The researchers categorised “works well” as reducing LDL Cholesterol by 40% or more!! 39% I will tell you is a great reduction! The thing we have to be careful of here is the framing (or selection) of the cases, ie under 40% reduction highlighted about half of the population, but what would under 37% reveal, only a third of the population? Can you see how this technique can be used to great effect?
When I read yet further into the report I found that these lower responders were taking lower doses in many cases!! In fact the original paper was focused on “why” there was a reduced effect in some lower responders, rather than do statins work or not! So in my view the media headline, not the research, was misleading. The last thing we need is such potentially harmful headlines. Here is a proper and precise account of the research for those of you, like me, who prefer detail, produced by the UK’s NHS.

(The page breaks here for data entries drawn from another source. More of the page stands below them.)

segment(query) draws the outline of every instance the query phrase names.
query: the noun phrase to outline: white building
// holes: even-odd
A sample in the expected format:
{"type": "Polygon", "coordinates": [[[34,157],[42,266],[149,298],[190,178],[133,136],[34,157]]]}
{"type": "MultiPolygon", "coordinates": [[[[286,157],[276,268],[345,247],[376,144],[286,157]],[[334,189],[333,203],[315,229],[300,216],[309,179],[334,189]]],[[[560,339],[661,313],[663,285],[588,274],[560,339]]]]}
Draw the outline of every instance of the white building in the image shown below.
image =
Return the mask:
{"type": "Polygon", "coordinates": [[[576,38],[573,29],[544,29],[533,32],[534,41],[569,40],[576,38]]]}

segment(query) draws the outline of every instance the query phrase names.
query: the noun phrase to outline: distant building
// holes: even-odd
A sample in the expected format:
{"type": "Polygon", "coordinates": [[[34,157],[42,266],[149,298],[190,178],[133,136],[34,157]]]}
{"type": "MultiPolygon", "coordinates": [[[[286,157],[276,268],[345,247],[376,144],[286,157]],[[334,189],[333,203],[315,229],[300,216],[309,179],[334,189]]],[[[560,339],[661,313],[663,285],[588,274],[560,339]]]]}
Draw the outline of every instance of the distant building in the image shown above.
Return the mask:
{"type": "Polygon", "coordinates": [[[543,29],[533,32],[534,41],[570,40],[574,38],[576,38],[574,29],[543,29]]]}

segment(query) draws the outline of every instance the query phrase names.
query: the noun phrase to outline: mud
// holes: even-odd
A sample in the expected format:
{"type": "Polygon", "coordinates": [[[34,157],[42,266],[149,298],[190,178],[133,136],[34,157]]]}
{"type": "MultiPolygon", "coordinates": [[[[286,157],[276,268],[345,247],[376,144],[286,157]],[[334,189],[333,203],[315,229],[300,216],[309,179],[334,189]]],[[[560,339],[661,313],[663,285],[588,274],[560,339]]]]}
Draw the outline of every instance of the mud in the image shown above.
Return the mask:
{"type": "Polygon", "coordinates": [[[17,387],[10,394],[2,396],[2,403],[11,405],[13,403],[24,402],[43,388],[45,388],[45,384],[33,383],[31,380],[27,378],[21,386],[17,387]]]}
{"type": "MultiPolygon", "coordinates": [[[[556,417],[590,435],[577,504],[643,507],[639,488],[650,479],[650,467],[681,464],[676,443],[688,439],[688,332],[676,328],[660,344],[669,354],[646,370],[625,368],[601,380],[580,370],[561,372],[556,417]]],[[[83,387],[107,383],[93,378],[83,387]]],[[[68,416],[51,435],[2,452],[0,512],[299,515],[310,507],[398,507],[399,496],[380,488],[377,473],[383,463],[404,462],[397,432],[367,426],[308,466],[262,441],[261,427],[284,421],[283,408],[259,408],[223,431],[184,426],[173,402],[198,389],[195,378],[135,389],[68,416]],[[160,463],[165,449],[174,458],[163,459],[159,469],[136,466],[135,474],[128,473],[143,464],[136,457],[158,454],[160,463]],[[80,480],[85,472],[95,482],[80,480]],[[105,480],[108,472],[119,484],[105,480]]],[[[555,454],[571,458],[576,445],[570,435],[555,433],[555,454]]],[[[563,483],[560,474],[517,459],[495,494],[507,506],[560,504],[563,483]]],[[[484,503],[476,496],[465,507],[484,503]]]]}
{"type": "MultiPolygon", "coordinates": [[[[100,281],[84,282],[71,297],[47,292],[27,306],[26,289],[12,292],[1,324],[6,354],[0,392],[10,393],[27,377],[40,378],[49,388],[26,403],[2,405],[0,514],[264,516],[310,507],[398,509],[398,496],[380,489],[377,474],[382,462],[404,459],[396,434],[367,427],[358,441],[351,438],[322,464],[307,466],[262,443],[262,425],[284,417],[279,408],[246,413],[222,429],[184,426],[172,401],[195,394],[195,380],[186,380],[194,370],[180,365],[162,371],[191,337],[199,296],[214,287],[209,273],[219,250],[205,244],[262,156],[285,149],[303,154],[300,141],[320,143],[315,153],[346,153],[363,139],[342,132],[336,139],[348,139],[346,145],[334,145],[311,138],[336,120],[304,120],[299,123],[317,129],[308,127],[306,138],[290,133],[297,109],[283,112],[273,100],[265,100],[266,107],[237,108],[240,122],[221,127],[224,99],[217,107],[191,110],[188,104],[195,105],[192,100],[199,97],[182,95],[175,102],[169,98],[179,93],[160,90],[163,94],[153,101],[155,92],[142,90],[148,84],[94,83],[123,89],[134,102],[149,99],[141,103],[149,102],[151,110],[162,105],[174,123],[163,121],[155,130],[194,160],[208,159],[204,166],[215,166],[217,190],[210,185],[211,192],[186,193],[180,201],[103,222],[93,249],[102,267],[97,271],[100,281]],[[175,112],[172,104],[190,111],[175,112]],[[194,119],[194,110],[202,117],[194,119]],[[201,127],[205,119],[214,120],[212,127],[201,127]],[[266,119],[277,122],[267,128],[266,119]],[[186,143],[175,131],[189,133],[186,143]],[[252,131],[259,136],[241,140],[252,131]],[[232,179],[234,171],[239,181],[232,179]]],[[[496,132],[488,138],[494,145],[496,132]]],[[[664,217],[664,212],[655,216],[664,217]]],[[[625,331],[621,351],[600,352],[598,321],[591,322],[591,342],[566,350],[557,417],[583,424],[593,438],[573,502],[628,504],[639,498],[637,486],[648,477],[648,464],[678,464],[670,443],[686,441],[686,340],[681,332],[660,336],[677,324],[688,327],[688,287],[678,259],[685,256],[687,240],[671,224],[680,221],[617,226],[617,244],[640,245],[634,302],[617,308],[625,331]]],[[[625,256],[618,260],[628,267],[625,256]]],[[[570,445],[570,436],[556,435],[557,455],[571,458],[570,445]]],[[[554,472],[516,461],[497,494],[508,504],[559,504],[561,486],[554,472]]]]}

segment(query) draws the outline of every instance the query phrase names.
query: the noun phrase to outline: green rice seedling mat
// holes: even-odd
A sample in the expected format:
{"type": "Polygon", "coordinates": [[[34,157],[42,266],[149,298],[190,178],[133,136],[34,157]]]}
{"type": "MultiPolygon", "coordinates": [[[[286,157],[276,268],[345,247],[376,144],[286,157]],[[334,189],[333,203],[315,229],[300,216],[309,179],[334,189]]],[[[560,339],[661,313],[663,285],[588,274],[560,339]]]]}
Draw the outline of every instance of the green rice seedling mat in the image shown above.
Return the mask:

Sorry readers that sort of reporting just gets my hackles up! If you read the BBC Website report, and the comments by the experts, you can just sense their anger at being questioned in the tone of their responses. It’s almost, “Oh my goodness another reporter has misread something!”
Ok, so the statistics show a drug is worth looking at further, and now what?
Imagine a trial that indicates that a drug has shown a statistically therapeutic effect. What next? Hopefully, there would be moves to take it further and potentially make it widely accessible. There are, however, still many further hurdles to get over before a drug will finally make it to market. I won’t cover these in this post, but suffice it to say they are at least as complex as the trials themselves.
However, I will now leave you to get on with sunbathing with this conundrum to further show that statistics are not the be all and end all.
Even though an improvement in a patient can be statistically significant within a trial, is this improvement of truly effective significance for a patient!? These two statements are different, and again need to be understood in the context of trial results. We often hear about this with the side effects of cancer treatments and their effect on quality of life for minimal extension of life. The same can be said of any treatment for MND/ALS. What is the burden of the treatment? A pill taken with coffee and cornflakes in the morning is slightly different to 2 weeks a month on a drip, or worse. So an effect has to be measured against burden as well.
That’s it for this update folks.
I will return soon with another research topic, as yet undecided, but most probably on the inevitable push for access to unapproved drugs or the interesting subject of Stratification as a critical future improvement in MND trials.